Before proceeds flow to any equity class, working capital and debt obligations are settled first. In this example, a $110 sale price yields $100 in proceeds available to equity after $2 in working capital and $8 in debt are deducted. Source: Deal Valuation, LLC.
The Five Tranches
Once proceeds are available to equity, they flow through five tranches in strict order of priority. Each tranche must be fully satisfied before the next receives anything.
Tranche 1:
Term Loans, Senior Non-Convertible Debt. Senior debt holders are paid first. These are the most secure creditors in the capital structure, backed by assets and holding the highest priority claim on proceeds.
Tranche 2:
Preferred Liquidation Preference. Preferred equity holders receive their liquidation preference next. The most recent round of preferred. For example, Series B holds a senior position over earlier rounds such as Series A. Liquidation preferences typically equal the original investment amount, sometimes plus accumulated dividends.
Tranche 3:
Common Stock Participates. Once all preferred liquidation preferences have been satisfied, common stock begins to participate. This is the breakpoint where founders, employees, and other common holders start receiving value from the proceeds.
Tranche 4:
Preferred Converts As the per share value of common stock reaches the preferred conversion price, preferred equity converts to common and participates pro rata in all remaining value above that threshold. This tranche only applies to convertible preferred; participating preferred has already been receiving proceeds since Tranche 2.
Tranche 5:
Options Exercise Options and warrants exercise at this stage if the per-share value of common exceeds their strike price. Options represent the most subordinate and highest-risk position in the waterfall and are the last to receive any proceeds.


A Worked Example
Using $100 in proceeds available to equity, here is how a typical multi-class structure distributes value. In this example, the preferred is convertible with no accumulation of dividends. Series B holds a senior liquidation preference over Series A.

As liquidation preferences are satisfied, class participation shifts across tranches. In this example, the total preferred liquidation preferences of $30 create the breakpoint for Tranche 3, where common stock begins participating. Source: Deal Valuation, LLC
Upturn vs. Downturns
One of the most important features of the preferred liquidation preference is what it does in a downturn. If the company sells for less than the total preferred liquidation preferences, common stockholders receive nothing; the preferred protection absorbs the loss. In an upturn, once the liquidation preferences are satisfied, preferred converts and shares in the upside with common. This asymmetric payoff is one of the primary reasons PE and VC investors structure deals with preferred equity rather than common equity.

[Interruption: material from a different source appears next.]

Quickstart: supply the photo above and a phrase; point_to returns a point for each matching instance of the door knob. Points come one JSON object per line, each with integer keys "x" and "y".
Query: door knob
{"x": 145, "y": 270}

The liquidation preference protects preferred holders in a downturn while still allowing participation in upside above the preference threshold. Common stockholders only benefit once all preferred stock’s preferences have been satisfied. Source: Deal Valuation, LLC.
Why Are STRUCTURES Getting More Complicated Gatherings
Real deals rarely look like a clean five-tranche waterfall. Multiple rounds of preferred, convertible notes, SAFEs, options pools, and side letters all add layers of complexity. Each additional instrument creates new breakpoints, new participation rules, and new interactions between classes. This is why a rigorous method like the Discounted Future Proceeds Method is necessary, as simple models cannot accurately allocate value across a truly complex capital structure.

Real multi-class capital structures are significantly more complex than a standard five-tranche waterfall. This example shows an actual structure valued using the Discounted Future Proceeds Method. Source: Deal Valuation, LLC.
What the Current Value Method Gets Wrong
The Current Value Method, one of three methods outlined by the AICPA, allocates value based on what each class would receive if the company were liquidated today. While straightforward, it fails to account for the time to a future sale, the required returns of each class, and the risk carried by each tranche. For any company that is not selling immediately, the Current Value Method produces allocations that do not reflect the economic reality of the capital structure. This is precisely the gap that the Discounted Future Proceeds Method is designed to fill.

The Current Value Method does not account for the time to sale or the different required returns of each equity class. For companies not selling immediately, it is generally not appropriate as a standalone method for multi-class equity allocation. Source: Deal Valuation, LLC.